Назначил подруге свидание в приморском парке. Там лупил ее с четырьмя товарищами, сам бил в зубы каблуком. Отошла. Опять они вместе. Он подолгу не служит, сходит в вояж и опять сидит в севастопольском трактире, ждет заработка Феньки. «Севастопольский трактир» — не оговорка. В Одессе один из бесчисленных трактиров называется «Севастополь». Есть «Золотой якорь» с изображением якоря на вывеске, есть «Кардиф». Пивной король Гамбринус восседает на бочке над подвалом, где играет на скрипочке Сашка Гамбринус. В другом трактире оркестрион исполняет вальс «Дочь моряка»; трактир называется «Афины», в просторечии «Афинка».
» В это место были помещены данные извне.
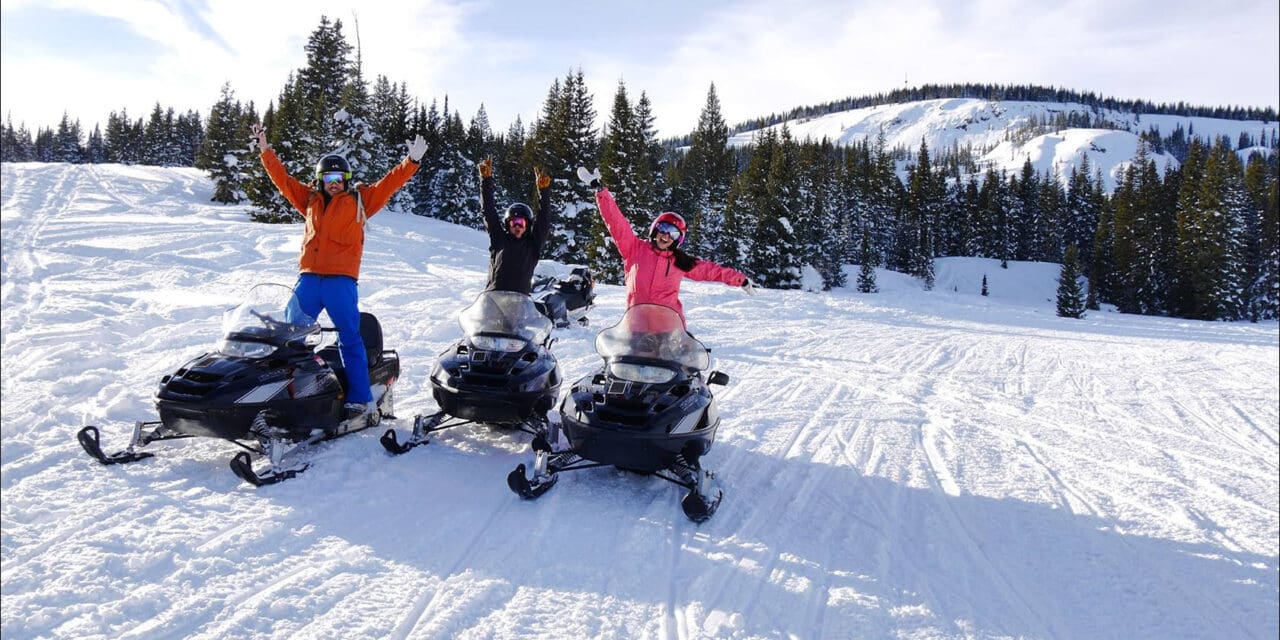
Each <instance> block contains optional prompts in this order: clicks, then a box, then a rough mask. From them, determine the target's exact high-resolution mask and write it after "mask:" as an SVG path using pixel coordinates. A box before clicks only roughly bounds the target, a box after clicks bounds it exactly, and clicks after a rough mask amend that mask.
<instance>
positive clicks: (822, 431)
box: [708, 379, 845, 611]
Всем бы дать дело по силам. Старикам место в теплой богадельне. Детям школу, хорошее ремесло. Фенькам, Манькам, Катькам, которых английские матросы называют скопом — Мэри (впрочем, избить могут как свои) — дать работу. Кто хочет, пусть идет на землю, пашет-сеет, огородничает. Об этом продолжают твердить-писать князь Кропоткин, граф Толстой. Ведь здоровый мужчина хочет трудиться. Здоровая женщина хочет гнездо иметь, детей растить. Сулер верен учению Льва Николаевича, хотя знает: дай Феньке работу, она все деньги сбережет для Павки, Павка же, сойдя с корабля, свое пропьет и Фенькино отберет. Толстой проповедует: не пить, не курить. Но множатся не бахчи, а табачные плантации. Контрабанда растет: тот же табак, спирт, как скажет поэт Одессы, — «коньяк, чулки и презервативы». С этим как? Сулер себе определяет: зла не делать, свой хлеб зарабатывать, заработанным делиться. Деньгами, одежей, миской борща, чайником «декохта». Делай, что должно. Сегодня говори о справедливости, взывай к делу своими словами и толстовскими словами, напечатанными на гектографе.